Dr Sun heads Hudson Institute's Computational Therapeutic Discovery Group, working to change this paradigm by focusing on the epigenome – the layer of reversible chemical switches that control how genes are turned on and off.

"I am incredibly honoured to be named an inaugural Children's Cancer CoLab Future Leaders Fellow," said Dr Sun. "This funding is a vital boost that allows us to focus on targeting the dysregulated epigenome.

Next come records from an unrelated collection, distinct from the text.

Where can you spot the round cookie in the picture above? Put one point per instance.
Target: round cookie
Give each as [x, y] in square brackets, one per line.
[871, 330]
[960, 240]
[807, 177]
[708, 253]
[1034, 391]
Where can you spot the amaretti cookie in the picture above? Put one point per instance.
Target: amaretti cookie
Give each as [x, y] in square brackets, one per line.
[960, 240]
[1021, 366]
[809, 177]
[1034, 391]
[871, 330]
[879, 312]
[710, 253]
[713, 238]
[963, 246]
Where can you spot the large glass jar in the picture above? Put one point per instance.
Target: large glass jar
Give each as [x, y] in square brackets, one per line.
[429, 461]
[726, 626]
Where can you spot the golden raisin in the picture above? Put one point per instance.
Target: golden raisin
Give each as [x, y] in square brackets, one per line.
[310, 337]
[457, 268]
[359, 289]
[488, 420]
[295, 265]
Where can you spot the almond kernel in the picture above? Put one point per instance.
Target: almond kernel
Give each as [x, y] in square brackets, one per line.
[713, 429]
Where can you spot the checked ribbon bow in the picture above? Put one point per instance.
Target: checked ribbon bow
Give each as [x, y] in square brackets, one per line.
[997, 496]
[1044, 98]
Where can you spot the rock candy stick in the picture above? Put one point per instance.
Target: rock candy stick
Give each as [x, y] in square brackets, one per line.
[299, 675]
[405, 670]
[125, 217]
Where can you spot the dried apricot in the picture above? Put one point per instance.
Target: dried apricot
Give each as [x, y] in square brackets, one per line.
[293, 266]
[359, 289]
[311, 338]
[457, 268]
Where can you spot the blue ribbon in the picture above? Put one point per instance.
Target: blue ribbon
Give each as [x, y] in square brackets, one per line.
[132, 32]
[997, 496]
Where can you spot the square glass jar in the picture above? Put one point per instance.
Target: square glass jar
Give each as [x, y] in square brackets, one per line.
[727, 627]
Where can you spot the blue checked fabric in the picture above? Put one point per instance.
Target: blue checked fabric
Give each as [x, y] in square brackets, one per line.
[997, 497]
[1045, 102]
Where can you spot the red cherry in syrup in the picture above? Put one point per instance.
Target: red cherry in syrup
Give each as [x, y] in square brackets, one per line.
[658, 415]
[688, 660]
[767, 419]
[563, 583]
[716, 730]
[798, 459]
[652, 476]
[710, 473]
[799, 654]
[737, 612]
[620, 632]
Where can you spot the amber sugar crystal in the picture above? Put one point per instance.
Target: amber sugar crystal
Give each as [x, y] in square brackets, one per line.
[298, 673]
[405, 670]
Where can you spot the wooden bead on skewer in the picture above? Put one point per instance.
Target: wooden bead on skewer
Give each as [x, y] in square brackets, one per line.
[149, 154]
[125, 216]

By harnessing artificial intelligence to decode cancer complexity, we are turning massive amounts of biological data into real, personalised therapeutic opportunities for children who desperately need them."

Mapping, Targeting, and Predicting with AI

The three-year project leverages the Childhood Cancer Model Atlas (CCMA) – the world's largest open-source collection of over 400 high-risk paediatric cancer cell lines, a framework Dr Sun has driven since 2018. The fellowship will fund three primary pillars:

  1. Mapping the Epigenome: Generating the first comprehensive maps of chromatin states across major childhood brain cancers.
  2. Identifying Functional Targets: Using advanced CRISPR gene-editing to pinpoint the exact epigenetic regulators tumours rely on to grow, testing drug combinations to beat treatment resistance.
  3. Predicting Therapies with AI: Integrating multi-omics data to build AI models capable of predicting which patients will respond best to specific therapies.

The project will also culminate in a new clinician decision-support platform, CCMA-EPIC, designed to help oncologist interpret patient tumour profiles in real time.

Co-designed by families, built for impact

Reflecting a deep commitment to the patient community, Dr Sun's research was co-designed alongside Hudson Institute's Patient and Family Advisory Committee.

"This project is built on lived experience," Dr Sun emphasised. "Our patient and family advisors identified 'effective therapies with less toxicity' as their absolute top priority.

This funding ensures they stay at the centre of our lab's steering committee, directly shaping how we communicate findings and refine our goals to improve both survival and long-term quality of life."

Findings from the project will be integrated into Australia's ZERO Childhood Cancer Program and shared globally through partnerships like the Children's Brain Tumour Network, ensuring international impact.